Maintenant grand-père, j'ai rejoué ce rituel avec ma petite fille. Supplice auquel elle voulut aussi me soumettre et qui, certaines odeurs favorisant la résurgence de vieux souvenirs, me rappela la mésaventure d"un artiste "émergent" qui, dans les années soixante entoilait, dans le style comics américains aux coloris psychédéliques, des Apollon, des Beaux Brummel et des Superman volant au secours de Vénus aussi éplorées que dévoilées. Lui-même, il est vrai, était un beau blond aux yeux bleus, particulièrement fier de la finesse de son appendice nasal auquel la gent féminine ne pouvait, pensait-il, que difficilement résister.

Invité à un réveillon de nouvel an traditionnellement bien arrosé, il s'y pavanait comme un coq au milieu de ses poulettes. Un chien aussi était de la fête avec lequel notre Pinocchio, en quête peut-être de plus révolutionnaires manières de prendre son pied, s'était mis à danser puis dont il massa la verge. Ce qu'il fit avec un tel doigté que le cabot, dans l'émoi de l'éjaculation, le remercia en lui mordant et arrachant le nez. D'urgence, l'amputé fut ambulancé à l’hôpital où le médecin de service sutura la plaie du mieux qu'il put, c'est à dire assez mal puisqu'il lui manquait la pièce maitresse... que l'on retrouva, déchet nécrosé et racrapoté parmi les confettis, serpentins et bouchons de champagne, le lendemain de la veille.

Certes le brave ne pouvait prétendre au statut de gueule cassée mais, obsédé en tant qu'homme de l'art et homme à femmes par l'idéale beauté, il n'osa plus s'afficher, devint agoraphobe, s'isola dans des paradis artificiels, passa sous la coupe de dealers qui ravalèrent sa production artistique au niveau de chromos pour Petite rue des Bouchers, l'acculèrent à la ruine pour s'exiler ... là où nous nous retrouverons tous, beaux crânes sans nez respirant peu ou prou une odeur de sainteté

  

Question : Est-ce dans la même pieuse intention que les chrétiens brisaient la verge des Dionysos ithyphalliques?

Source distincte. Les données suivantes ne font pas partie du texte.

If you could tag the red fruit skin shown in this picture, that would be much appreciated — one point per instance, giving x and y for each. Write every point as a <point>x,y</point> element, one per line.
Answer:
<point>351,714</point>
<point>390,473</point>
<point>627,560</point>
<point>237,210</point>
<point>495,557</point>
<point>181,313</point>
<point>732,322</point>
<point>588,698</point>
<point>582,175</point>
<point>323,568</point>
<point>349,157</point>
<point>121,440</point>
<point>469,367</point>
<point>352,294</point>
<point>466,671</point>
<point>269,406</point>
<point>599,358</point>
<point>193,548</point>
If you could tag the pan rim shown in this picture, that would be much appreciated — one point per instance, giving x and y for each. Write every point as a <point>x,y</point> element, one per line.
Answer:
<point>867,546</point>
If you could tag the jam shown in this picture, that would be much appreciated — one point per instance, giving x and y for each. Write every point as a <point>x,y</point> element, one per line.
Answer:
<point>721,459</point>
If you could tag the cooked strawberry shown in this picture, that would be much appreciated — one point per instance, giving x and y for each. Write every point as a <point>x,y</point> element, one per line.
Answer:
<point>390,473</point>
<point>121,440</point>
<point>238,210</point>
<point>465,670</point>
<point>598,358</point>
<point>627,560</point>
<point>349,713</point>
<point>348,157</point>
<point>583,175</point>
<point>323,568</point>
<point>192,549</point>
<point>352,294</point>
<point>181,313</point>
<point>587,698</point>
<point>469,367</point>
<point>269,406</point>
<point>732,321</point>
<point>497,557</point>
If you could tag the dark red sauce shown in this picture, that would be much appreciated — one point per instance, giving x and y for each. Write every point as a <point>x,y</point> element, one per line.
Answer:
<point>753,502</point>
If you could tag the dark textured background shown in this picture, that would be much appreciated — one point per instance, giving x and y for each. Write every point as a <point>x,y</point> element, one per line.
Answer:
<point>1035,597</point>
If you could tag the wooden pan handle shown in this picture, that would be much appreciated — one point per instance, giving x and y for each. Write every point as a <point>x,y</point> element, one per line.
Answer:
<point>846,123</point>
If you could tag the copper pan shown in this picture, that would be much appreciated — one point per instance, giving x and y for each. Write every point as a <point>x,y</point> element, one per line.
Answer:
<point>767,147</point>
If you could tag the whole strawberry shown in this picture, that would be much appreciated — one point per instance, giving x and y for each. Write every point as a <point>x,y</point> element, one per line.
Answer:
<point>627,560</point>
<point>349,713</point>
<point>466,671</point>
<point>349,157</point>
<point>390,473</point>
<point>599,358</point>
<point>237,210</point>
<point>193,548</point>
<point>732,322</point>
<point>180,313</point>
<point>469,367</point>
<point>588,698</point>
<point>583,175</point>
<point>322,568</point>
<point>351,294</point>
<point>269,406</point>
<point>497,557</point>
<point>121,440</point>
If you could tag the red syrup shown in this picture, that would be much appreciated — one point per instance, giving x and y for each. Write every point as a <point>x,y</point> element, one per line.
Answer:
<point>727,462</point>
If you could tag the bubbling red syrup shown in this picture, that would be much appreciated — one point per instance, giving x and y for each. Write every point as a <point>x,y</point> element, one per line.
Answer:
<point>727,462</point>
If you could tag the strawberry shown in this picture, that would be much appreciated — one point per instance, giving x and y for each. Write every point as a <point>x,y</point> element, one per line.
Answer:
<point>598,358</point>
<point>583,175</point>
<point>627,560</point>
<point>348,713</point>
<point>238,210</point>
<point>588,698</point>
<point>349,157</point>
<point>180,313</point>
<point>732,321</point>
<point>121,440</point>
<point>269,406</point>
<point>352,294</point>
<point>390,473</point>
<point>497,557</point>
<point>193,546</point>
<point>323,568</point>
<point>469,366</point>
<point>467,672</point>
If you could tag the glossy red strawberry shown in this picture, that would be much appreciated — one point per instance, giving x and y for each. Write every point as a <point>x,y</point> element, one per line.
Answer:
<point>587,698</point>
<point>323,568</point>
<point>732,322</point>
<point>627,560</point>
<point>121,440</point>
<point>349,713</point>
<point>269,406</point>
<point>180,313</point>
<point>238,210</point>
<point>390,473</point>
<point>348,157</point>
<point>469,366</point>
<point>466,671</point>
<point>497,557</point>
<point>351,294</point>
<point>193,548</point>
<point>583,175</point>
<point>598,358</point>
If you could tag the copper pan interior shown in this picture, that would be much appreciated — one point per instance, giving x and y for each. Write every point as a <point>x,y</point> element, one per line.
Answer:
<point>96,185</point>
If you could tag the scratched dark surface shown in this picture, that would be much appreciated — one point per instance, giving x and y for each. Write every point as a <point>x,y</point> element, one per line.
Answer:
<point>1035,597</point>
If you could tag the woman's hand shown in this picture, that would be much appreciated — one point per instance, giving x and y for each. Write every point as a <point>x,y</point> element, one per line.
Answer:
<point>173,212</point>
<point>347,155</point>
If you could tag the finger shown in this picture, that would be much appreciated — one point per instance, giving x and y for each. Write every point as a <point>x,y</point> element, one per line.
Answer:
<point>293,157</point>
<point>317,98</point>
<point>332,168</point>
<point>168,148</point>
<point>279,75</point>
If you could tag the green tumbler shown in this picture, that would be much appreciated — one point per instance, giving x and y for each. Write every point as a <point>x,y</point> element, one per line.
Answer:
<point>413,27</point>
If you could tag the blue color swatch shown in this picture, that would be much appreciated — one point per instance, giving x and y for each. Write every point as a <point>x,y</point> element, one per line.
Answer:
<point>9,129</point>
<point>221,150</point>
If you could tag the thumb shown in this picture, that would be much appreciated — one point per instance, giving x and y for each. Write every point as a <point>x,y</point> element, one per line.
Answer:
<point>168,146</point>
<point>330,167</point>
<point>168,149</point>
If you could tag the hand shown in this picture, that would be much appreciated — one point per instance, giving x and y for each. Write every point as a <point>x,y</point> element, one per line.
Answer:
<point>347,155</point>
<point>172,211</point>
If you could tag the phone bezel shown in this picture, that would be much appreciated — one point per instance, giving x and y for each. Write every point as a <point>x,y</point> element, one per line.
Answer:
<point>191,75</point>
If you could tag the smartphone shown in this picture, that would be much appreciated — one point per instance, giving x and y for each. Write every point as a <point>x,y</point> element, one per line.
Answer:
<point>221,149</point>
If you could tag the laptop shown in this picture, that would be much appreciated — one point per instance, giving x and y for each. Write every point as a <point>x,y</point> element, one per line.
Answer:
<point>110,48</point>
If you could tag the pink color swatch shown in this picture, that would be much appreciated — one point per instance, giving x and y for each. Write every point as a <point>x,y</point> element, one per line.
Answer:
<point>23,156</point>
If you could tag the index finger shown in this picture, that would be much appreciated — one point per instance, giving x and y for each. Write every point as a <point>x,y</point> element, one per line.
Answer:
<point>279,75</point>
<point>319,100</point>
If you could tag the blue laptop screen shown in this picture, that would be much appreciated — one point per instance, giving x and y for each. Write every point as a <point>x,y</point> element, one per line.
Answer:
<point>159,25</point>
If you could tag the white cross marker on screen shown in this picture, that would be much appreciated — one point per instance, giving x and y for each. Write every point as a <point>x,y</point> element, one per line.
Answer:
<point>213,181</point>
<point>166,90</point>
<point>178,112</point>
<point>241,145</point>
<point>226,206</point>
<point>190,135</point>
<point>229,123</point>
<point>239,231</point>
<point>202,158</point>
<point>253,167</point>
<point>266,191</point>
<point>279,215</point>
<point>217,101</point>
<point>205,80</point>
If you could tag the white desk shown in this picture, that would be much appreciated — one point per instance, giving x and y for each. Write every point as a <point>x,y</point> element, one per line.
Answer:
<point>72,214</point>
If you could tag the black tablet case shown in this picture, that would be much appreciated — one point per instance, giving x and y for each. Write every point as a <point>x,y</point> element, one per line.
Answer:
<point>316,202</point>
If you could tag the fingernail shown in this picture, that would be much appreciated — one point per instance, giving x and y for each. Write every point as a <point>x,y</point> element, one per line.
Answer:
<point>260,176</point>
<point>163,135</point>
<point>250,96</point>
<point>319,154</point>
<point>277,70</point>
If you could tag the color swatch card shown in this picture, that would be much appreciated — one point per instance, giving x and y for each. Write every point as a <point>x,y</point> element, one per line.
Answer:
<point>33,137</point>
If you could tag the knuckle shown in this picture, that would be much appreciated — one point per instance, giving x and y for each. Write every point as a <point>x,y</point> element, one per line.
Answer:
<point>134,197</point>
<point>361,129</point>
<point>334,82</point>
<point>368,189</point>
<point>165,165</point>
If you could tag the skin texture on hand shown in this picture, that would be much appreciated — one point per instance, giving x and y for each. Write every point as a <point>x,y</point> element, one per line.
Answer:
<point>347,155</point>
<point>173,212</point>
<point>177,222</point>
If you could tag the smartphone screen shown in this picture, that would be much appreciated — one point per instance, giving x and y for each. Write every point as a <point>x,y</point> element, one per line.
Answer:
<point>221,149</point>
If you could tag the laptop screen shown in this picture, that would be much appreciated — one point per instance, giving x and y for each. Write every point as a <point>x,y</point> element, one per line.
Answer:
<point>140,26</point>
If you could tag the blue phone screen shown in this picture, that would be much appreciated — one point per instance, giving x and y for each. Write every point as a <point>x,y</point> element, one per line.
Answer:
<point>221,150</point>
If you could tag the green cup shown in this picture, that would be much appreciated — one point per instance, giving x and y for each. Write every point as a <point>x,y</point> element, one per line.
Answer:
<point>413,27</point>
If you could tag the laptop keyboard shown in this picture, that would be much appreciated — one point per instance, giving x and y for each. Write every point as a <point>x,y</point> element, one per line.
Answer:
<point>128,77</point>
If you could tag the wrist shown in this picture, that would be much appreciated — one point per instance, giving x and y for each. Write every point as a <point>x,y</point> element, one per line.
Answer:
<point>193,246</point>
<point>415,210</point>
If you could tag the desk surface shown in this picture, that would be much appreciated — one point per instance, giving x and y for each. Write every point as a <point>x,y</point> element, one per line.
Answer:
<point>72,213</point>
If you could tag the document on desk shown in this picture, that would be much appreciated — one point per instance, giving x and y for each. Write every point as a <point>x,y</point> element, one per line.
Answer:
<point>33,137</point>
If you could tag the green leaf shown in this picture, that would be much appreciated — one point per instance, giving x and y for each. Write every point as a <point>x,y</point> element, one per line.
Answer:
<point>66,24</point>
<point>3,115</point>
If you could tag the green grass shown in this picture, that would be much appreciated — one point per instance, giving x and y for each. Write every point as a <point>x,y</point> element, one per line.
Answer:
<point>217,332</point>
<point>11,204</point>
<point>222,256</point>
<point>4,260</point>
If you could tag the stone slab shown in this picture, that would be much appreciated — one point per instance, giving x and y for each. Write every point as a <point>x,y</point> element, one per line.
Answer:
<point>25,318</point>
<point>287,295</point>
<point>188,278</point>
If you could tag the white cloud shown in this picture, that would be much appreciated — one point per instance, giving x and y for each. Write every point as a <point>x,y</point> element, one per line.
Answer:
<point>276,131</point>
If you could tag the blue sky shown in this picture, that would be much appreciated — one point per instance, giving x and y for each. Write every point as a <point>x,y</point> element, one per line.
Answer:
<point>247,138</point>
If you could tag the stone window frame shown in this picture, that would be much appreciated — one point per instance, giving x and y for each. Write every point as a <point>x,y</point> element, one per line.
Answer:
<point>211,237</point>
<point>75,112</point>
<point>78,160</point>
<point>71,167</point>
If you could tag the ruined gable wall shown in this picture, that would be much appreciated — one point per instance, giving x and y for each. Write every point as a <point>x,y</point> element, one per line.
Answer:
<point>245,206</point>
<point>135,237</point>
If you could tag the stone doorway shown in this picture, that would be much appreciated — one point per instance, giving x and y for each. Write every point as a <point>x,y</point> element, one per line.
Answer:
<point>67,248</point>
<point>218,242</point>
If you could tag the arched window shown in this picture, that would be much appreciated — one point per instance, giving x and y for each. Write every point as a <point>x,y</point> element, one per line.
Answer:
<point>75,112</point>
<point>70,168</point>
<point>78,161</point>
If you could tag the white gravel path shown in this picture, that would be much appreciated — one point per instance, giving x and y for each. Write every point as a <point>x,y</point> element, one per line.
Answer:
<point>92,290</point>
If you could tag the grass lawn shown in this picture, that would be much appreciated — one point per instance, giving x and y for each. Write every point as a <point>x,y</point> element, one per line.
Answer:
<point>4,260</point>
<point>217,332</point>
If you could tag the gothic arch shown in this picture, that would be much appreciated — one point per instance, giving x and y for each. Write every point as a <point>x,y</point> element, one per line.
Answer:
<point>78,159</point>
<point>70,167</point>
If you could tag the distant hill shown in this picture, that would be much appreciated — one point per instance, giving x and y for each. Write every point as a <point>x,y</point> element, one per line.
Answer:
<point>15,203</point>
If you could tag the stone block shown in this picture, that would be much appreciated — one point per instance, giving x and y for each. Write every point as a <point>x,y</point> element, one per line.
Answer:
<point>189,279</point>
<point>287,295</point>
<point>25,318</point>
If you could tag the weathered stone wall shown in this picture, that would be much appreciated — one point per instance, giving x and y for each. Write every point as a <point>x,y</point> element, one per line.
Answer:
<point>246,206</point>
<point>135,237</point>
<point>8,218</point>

Remarque : Au cours de mes recherches sur Internet qui me permirent d'illustrer cette historiette, je suis tombé sur la "fake news" d'un auteur affirmant que les conservateurs du Louvre, du British Museum, du Neues Museum, du Cinquantenaire, de l'Ermitage, ...  avaient sciemment cassé les nez des pharaons et sphinx égyptiens pour, en bons racistes, occulter leur ascendance africaine. Comment en effet confondre l'épaté d’un noir avec l'aquilin d’un blanc?

Suggestion post-mortem: Si les petites amies de celui qui hante peut-être, parfois, encore, leurs rêves roses, avaient cotisé pour lui offrir un nez de cuir ou consacrer à Saint.e (I)René.e un ex-voto de circonstance, l'histoire de l'art belge aurait pu être autrement parfumée puisque, comme le rappelle toujours Blaise Pascal, "si le nez de Cléopâtre eut été plus court, toute la face du monde aurait ... été malmenée: poil au nez".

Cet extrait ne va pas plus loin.